11) Security & Abuse (Often the Real Bottleneck)
Minimum viable security for “internet-facing” systems:
- AuthN/AuthZ (token validation, scopes)
- Rate limiting + WAF
- Input validation + payload limits
- Secrets management
- Audit logs for sensitive actions
Abuse patterns to plan for:
- Credential stuffing
- Scraping and bot traffic
- Multi-tenant noisy neighbor attacks
12) Migrations: The Part That Separates Theory from Reality
Safe schema changes (boring but crucial)
- Expand → backfill → switch reads → switch writes → contract
- Dual writes only with reconciliation and end-to-end idempotency
Data migration playbook
- Backfill in small batches
- Verify with checksums / sampling
- Feature-flag the cutover
- Keep rollback path
13) A Compact “Design Interview” Script (Repeatable)
- Requirements + SLOs
- APIs + core entities
- High-level architecture
- Data model + storage choice
- Consistency + failure modes
- Scaling strategy (shards, caches, async)

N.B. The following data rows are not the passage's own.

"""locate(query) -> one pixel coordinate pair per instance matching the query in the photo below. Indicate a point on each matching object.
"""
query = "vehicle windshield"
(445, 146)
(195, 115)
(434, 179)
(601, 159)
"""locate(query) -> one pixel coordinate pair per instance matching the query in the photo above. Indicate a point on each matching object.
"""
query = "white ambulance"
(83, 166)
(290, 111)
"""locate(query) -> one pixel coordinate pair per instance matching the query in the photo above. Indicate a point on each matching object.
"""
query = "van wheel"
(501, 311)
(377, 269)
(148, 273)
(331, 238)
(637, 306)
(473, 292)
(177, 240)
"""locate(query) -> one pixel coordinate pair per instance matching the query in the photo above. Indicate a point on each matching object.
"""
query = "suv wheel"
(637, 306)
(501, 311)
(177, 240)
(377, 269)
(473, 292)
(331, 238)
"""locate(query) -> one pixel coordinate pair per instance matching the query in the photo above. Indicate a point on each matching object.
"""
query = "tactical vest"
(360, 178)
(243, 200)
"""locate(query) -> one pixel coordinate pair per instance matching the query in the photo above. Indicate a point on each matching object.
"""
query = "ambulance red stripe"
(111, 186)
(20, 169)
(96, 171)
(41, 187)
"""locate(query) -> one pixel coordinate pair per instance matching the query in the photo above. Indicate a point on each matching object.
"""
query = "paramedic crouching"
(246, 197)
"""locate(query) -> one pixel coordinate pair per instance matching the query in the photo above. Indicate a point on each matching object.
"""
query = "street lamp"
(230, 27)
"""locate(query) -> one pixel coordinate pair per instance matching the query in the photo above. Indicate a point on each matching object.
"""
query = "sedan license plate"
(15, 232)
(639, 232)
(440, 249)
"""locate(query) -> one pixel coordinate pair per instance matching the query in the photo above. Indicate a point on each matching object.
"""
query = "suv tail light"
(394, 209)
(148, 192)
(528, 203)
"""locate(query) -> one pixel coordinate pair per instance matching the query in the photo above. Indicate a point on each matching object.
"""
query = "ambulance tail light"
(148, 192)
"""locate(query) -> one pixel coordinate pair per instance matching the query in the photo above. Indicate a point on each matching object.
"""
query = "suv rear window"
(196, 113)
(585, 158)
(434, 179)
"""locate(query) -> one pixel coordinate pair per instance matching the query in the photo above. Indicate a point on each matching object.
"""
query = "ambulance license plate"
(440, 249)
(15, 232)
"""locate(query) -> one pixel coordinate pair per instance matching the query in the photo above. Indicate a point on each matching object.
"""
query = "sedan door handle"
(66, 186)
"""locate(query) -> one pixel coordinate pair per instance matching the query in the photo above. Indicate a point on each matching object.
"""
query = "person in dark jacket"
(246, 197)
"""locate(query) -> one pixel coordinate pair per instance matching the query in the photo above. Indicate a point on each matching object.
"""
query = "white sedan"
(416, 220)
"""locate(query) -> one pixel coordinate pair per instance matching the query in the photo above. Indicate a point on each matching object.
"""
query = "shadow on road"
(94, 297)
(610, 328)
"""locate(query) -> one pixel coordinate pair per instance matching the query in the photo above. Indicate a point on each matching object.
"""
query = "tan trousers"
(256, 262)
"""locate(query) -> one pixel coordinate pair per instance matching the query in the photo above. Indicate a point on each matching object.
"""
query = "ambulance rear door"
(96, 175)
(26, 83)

- Observability + ops + migrations
If you can do this smoothly, you will look like someone who has shipped production systems.
14) The 20 Red Flags (Expert Smell Test)
- “We’ll add retries” (without idempotency)
- “We’ll shard later” (no plan)
- “We store files in the DB” (without a reason)
- “We use exactly-once” (without defining it)
- “We’ll use microservices for scale” (without a latency plan)
- “We’ll do active-active” (without conflict resolution)
- “Metrics per user” (cardinality explosion)
- “No backpressure needed” (death spiral incoming)
Optional: Your Personal Mastery Loop
To go from “knows patterns” to “expert”:
- Pick a system (feed, payments, chat, search).
- Write its invariants.
- List failure modes.
- Add mitigations (timeouts, idempotency, backpressure).
- Design migrations.
That’s how you build real instincts.